Fungal otitis externa (otomycosis) tends to be not that painful and is treated with ear toilet as described and topical antifungal ear drops, such as Loco corten vioform.

Otitis media

Acute otitis media is a common infection and is due to blocking of the eustachian tube (eustachian catarrh) and negative pressure in the middle ear cavity. Although viral in origin, secondary bacterial infection often supervenes. The most frequently isolated pathogens are Streptococcus pneumoniae, Haemophilus influenzae and Moraxella catarrhalis[6]. The symptoms are earache, fullness, hearing loss and fever, with ear discharge if the drum has perforated. The development of discharge usually marks an improvement in the pain and fever.

The clinical findings vary from a retracted dull eardrum to a congested bulging drum or a white eardrum with pus behind and a perforated tympanic membrane with discharge in the ear canal. A perforated eardrum without much pain is usually a sign of chronic otitis media.

Management

Treatment is almost always empiric and amoxicillin is a good first-line therapy. Cephalosporins and trimethoprim/sulpha are also used with considerable success. The newer macrolides, such as azithromycin and clarithromycin, are rational alternatives [6].

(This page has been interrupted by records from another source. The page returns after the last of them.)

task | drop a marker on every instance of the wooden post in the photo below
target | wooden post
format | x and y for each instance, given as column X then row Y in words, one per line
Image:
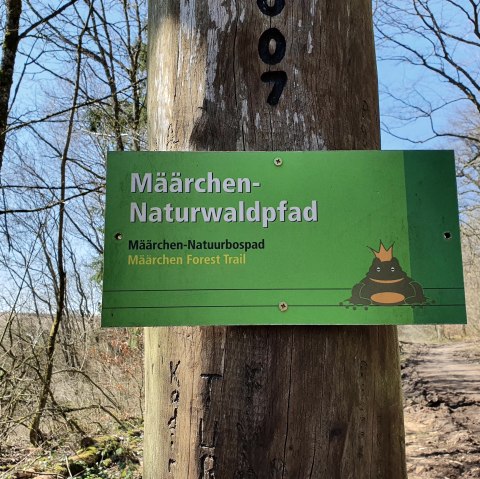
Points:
column 268, row 402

In otitis media with a perforated eardrum, the mainstay of treatment should be toilet by dry mopping followed by antibiotic drops, such as Sofradex. The ear should be kept dry and regular follow up arranged until the perforation has healed.

Labyrinthitis

Acute labyrinthitis usually has cochlear symptoms, such as hearing loss and tinnitus, which should be referred for audiometry and urgent ENT evaluation. If the symptoms are limited to vertigo and nystagmus, it is more likely to be due to acute vestibular neuronitis.

Management

The management of labyrinthitis includes bed rest, antiemetics, e.g. prochlorperazine, benzodiazepine, e.g. diazepam, and admission if severely debilitating. In the presence of hearing loss, a course of oral steroids or intratympanic dexamethasone may be started after discussions with the ENT surgeon.